Filter and Delete in In-Flight Messages - SQS - AWS | Devops Junction

In this article, we are going to learn how to filter and delete specific messages in the SQS queue before they are read by the consumer

Sometimes we accidentally push the wrong messages to SQS or for some reason we want to stop the messages in the middle before the consumer read them

we are going to discuss the steps, we can perform to ensure that we remove specific messages before they are read by the consumer

SQS Filter Delete

Steps to filter and delete the messages in SQS

These are the steps I can recommend to stop the messages during the transit before it can be consumed by the worker process

  1. Stop the consumer or point the consumer to another dummy SQS queue for the time being
  2. Configure and increase the Delivery delay on the subjected SQS queue.
  3. Browse the Messages using our SQSCLI product and check the format of the message body
  4. Use the following Python InFlightSQS file to read and remove specific messages and keep the other messages back in the queue

 

Boto Python Script to filter messages and Delete

The script is designed to take four command line arguments during the invocation

  1. --threads [or] -t to define the number of threads between 1 to 10
  2. --search [or] -s to pass the search string to look for in each message
  3. --queue [or] -q queue name to browse and perform the tasks
  4. --delete [or] -d boolen string value True (or) False to control whether the matching message should be deleted or just logged

 

It starts multiple threads defined by the -t or --threads during the invocation. it can differ from 1 to 10 ( you can change this limit in sourcecode)

Each worker thread would act as an instance of the InFlightSQS and try to consume messages from SQS independently

the consumed message would be checked against a condition.
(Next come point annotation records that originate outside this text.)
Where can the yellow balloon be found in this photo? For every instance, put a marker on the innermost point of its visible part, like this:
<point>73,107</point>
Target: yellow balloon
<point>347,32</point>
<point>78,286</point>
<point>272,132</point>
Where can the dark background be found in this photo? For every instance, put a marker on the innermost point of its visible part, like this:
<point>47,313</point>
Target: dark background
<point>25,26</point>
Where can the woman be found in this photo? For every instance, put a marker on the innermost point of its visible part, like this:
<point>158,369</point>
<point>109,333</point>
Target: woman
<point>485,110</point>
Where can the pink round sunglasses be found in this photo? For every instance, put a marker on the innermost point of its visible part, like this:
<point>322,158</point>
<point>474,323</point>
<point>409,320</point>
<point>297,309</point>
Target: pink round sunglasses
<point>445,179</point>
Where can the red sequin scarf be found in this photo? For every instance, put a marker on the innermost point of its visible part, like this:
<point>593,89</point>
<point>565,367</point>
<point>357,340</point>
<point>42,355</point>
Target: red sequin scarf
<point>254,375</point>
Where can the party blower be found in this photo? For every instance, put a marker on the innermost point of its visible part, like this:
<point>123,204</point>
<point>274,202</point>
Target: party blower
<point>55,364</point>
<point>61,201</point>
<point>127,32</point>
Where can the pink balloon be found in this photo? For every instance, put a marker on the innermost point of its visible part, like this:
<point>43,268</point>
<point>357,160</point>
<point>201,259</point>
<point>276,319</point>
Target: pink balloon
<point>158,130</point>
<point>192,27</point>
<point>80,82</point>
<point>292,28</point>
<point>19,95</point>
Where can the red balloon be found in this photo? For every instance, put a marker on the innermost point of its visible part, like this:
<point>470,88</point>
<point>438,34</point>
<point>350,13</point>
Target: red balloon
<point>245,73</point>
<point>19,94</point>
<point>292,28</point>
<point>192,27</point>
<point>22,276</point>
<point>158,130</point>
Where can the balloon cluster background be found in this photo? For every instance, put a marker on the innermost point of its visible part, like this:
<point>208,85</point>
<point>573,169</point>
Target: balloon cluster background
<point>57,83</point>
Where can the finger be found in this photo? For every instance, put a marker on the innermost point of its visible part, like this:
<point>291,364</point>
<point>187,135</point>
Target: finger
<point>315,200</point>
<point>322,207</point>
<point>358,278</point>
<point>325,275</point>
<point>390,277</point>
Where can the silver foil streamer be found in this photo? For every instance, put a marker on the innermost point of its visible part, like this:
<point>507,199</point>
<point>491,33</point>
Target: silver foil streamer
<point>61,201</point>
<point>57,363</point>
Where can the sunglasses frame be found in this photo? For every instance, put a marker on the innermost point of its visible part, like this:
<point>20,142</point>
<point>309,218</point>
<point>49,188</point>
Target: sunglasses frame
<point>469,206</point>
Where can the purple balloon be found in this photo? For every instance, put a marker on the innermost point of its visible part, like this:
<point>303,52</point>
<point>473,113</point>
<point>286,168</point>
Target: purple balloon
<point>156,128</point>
If it match, it would be written to a file named worker-<worker-no>.json and deleted only If you have set the delete flag to True

If the message does not match the condition, it would simply be ignored and it would be visible to the consumer after the configured visibility timeout of the SQS

Note*: We recommend you to check the Visibility time configuration of SQS prior running this script.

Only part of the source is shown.